O’Brien’s art has appeared numerous times on the cover of TIME and has been featured in Esquire, GQ, Der Spiegel, Rolling Stone, National Geographic, and Playboy. Other clients include advertising agencies and book publishers, such as HarperCollins, Penguin, Scholastic, and Simon & Schuster.
The 2009 winner of the prestigious Hamilton King Award from the Society of Illustrators, which O’Brien currently serves as president, his work has also been recognized by Communication Arts, Graphis, Print, American Illustration, and the Society of Publication Designers.

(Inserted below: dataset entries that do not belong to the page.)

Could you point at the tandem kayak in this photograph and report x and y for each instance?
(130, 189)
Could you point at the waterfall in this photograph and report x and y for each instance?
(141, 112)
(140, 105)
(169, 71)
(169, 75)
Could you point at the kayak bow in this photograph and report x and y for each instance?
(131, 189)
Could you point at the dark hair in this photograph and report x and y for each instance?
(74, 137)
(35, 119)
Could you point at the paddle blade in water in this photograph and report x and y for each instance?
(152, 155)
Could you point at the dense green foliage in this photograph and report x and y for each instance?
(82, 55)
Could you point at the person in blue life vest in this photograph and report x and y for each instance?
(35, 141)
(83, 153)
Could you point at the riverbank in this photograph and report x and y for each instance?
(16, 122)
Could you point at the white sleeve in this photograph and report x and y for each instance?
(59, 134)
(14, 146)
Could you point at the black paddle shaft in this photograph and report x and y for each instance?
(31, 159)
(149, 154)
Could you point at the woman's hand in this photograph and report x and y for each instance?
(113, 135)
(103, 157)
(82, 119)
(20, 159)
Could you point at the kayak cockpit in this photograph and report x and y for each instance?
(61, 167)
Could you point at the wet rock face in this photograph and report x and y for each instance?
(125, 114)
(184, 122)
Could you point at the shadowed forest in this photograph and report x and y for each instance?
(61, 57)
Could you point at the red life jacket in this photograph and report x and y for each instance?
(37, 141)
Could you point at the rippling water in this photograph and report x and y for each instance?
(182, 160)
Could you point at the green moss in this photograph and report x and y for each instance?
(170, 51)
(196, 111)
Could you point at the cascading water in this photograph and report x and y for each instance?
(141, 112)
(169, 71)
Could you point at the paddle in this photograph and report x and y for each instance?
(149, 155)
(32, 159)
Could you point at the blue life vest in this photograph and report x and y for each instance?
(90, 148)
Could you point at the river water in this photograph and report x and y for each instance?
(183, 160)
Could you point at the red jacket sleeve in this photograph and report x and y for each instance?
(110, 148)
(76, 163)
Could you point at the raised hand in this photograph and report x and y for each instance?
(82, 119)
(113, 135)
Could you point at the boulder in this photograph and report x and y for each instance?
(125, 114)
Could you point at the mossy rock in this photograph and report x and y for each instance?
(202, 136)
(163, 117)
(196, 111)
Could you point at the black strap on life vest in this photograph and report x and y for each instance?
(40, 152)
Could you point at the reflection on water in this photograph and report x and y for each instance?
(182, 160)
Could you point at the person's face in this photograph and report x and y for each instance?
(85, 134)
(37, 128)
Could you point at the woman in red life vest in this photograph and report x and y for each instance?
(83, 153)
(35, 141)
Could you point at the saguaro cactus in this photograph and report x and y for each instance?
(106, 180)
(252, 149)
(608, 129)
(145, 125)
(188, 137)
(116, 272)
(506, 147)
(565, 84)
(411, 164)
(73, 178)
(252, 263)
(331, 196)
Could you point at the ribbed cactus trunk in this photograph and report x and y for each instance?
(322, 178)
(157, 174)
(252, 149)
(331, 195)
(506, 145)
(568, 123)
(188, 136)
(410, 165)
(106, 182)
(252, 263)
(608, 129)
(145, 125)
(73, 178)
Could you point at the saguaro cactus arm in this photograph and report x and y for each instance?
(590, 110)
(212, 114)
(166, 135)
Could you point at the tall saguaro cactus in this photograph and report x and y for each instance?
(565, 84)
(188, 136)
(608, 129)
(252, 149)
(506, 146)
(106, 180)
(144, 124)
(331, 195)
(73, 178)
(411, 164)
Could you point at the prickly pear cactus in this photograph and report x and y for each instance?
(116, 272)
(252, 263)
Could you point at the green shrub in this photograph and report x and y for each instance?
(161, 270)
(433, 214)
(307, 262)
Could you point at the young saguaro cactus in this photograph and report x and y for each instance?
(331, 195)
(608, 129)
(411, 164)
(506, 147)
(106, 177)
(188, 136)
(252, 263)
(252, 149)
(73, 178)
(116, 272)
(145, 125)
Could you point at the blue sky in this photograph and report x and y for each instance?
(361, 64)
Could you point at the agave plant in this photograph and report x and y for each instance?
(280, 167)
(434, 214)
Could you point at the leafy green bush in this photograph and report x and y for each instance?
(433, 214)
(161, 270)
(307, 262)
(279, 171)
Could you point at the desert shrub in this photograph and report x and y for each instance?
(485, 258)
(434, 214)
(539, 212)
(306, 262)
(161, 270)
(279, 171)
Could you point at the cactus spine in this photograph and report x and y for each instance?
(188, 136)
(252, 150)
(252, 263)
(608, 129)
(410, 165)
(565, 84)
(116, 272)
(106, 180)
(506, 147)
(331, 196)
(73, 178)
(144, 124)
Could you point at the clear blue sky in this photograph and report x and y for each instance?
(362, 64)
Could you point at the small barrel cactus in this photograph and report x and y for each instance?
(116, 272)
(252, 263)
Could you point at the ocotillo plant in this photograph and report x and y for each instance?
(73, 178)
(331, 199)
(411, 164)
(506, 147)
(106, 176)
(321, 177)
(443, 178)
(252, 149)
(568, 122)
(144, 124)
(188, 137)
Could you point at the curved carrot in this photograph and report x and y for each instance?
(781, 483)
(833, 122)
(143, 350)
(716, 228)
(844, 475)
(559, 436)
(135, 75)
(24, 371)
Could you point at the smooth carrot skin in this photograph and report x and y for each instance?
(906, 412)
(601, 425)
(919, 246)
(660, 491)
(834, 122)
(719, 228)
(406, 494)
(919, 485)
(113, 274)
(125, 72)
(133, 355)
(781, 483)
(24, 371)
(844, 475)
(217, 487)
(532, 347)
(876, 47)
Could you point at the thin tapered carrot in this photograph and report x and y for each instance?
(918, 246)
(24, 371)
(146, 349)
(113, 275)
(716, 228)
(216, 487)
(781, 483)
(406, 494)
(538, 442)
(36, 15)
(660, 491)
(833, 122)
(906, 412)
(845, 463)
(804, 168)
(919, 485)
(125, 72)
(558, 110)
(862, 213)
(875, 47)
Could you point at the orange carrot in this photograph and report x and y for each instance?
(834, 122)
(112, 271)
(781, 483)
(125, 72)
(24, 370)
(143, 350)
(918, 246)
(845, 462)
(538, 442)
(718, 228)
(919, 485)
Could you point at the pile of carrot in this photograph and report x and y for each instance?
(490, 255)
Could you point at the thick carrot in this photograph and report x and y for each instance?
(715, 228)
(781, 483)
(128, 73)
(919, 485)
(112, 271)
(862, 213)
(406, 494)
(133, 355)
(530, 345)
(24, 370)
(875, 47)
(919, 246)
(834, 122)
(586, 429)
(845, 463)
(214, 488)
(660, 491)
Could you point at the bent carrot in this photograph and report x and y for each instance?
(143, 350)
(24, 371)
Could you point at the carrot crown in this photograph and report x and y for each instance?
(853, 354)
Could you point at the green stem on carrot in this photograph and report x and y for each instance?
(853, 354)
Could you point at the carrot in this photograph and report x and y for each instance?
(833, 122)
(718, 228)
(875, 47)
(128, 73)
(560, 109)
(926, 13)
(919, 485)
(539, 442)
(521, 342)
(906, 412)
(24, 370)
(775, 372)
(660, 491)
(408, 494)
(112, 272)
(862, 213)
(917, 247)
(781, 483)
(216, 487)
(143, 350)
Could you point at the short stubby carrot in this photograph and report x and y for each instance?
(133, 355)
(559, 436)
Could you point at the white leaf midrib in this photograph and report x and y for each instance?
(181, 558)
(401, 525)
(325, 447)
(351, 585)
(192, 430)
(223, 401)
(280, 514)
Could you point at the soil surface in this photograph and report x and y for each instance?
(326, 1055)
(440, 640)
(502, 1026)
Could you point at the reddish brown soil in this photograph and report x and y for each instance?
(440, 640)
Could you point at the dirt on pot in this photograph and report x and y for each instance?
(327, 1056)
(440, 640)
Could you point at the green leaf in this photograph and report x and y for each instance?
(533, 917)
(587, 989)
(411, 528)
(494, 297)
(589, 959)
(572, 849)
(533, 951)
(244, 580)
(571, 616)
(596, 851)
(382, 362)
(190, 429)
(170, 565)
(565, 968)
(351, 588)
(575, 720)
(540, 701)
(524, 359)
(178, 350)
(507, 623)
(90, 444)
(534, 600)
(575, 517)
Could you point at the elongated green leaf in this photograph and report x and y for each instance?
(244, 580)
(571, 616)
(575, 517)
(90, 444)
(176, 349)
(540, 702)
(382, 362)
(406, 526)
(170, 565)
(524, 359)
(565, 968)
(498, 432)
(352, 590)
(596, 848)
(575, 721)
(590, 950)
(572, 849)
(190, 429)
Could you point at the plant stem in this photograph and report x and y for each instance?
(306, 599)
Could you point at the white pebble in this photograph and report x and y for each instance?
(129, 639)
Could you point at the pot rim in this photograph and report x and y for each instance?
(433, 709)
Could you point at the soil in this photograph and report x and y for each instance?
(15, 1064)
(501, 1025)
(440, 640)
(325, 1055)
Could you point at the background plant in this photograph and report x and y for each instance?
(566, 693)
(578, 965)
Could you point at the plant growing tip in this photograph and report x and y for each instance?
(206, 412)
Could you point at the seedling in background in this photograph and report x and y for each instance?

In 2003, O’Brien, an adjunct professor at Pratt Institute, received an honorary doctorate from Lyme Academy of Fine Art.
Numerous speaking engagements include appearances at the United Nations, the Norman Rockwell Museum, the Society of Illustrators, Syracuse University, the School of Visual Arts, Pratt Institute, Rhode Island School of Design, California College of the Arts, Western Connecticut State University, and the University of the Arts in Philadelphia.
O’Brien, a former boxer whose new passion is running marathons, lives in the historic Flatbush section of Brooklyn with his wife, Elizabeth Parisi, and son.
The 2021 August Wilson stamp is O’Brien’s latest project for the Postal Service. Other stamps include Moss Hart (2004), Hattie McDaniel (2006), Judy Garland (2006), Danny Thomas (2012), Shirley Temple (2016), and Father Theodore Hesburgh (2017).